Some actionable tips to focus on value
- When you enter a new Scrum team, make sure to ask as early as possible “When and how do you collaborate with your stakeholders?”. The presence of stakeholders is a critical sign of a healthy Scrum process.
- If you are unable to get stakeholders to visit your Sprint Reviews, go and visit them to do a review there — one by one if necessary.
- Instead of process metrics, focus on customer satisfaction and quality indicators to see if the outcomes of the process are worth it.
- Start each Scrum events with a re-iteration of the purpose of your product, and what makes it important to its users and customers.
- Even when your team is completely unable to release increments every Sprint, ensure that a Sprint Review with stakeholders takes place. Use the Sprint Review to both review what was “delivered”, and to leverage the support of your stakeholders to overcome impediments to release frequency.
- Investigate techniques and methods for stakeholder collaboration and product management. Even though the Product Owner will do much of this, Product Owners often also need to see examples.
- We added a slew of do-it-yourself workshops to collaborate more closely with stakeholders and to have better Sprint Reviews. Most are free, some cost a few bucks.
In this post I reviewed data from four sources to test a hunch I have. I expect that Scrum Masters often focus too much on the quality of the process, and too little on the outcome of that process. Scrum is a blueprint for a process that exists to deliver actual value to actual stakeholders. That incremental and continuous delivery of value is the principal source of learning in and around Scrum teams. I believe that Scrum Masters can be more effective when they balance a process-based perspective with a value-based perspective. This means that Scrum Masters should take a leading role in designing effective Sprint Reviews, drawing in stakeholders and emphasizing the need for this clearly. I expect that Scrum Masters that stake a strong stance here are more likely to see effective Scrum teams over time. And yes, that is a hypothesis I’d love to test with some actual data!

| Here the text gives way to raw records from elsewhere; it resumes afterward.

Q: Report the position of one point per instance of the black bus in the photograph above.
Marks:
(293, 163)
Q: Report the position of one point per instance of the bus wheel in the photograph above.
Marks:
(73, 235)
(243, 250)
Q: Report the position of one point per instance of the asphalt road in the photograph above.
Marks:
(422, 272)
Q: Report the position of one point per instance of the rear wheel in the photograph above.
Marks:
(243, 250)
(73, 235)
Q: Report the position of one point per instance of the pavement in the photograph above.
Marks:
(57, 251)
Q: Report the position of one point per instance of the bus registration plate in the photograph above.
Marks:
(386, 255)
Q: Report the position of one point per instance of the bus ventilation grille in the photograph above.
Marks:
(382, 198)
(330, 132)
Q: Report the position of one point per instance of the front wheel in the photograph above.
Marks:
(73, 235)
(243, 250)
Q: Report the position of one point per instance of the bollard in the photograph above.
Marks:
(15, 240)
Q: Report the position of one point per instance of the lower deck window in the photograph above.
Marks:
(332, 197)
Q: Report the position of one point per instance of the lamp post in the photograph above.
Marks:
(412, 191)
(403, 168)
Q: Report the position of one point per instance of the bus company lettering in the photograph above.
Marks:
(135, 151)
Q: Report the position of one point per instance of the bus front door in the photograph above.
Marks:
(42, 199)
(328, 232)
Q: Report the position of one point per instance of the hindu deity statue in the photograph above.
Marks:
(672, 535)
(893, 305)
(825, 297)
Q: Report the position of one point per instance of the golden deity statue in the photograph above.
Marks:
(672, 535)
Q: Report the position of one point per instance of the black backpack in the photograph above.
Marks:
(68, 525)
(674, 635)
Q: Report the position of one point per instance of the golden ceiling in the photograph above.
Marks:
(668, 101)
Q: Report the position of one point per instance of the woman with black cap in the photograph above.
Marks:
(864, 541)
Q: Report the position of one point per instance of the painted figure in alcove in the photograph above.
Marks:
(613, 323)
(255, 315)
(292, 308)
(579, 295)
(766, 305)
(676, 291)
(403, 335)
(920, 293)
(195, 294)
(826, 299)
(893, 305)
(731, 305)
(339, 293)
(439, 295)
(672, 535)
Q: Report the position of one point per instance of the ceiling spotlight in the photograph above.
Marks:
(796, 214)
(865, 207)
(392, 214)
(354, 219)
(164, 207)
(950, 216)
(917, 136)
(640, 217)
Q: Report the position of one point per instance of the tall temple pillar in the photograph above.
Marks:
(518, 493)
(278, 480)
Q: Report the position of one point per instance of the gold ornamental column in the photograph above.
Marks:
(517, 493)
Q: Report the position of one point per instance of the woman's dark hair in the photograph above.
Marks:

If you want to diagnose how effective your Scrum team is, you can our free Scrum Team Survey to do so. In addition to a super detailed report, you receive tons of actionable feedback on how to improve. And subscribers get even more! You can also help by also filling out the survey by Rishi D Markenday at https://www.surveys.online/jfe/form/SV_eKaA0oEubErR8cS.
Noll, J., Razzak, M. A., Bass, J. M., & Beecham, S. (2017, November). A study of the scrum master’s role. In International Conference on Product-Focused Software Process Improvement (pp. 307–323). Springer, Cham.
Shastri, Y., Hoda, R., & Amor, R. (2021). Spearheading agile: The role of the scrum master in agile projects. Empirical Software Engineering, 26(1), 1–31.
Verwijs, Christiaan, and Daniel Russo. “A Theory of Scrum Team Effectiveness.” arXiv preprint arXiv:2105.12439 (2021).
Most of the data sources and studies I shared suffer from a low sample size. This makes it harder to make robust claims. I feel there is a strong need for more data on:
- What do Scrum Masters spend their time on? How is their experience reflected in this?
- Which of the activities that Scrum Masters spend their time are most likely to positively impact the effectiveness of Scrum teams?
- Which interventions and strategies are most likely to help Scrum Masters encourage empiricism in and around their teams?
Perhaps we can work together as a community to apply an evidence-based approach to these questions?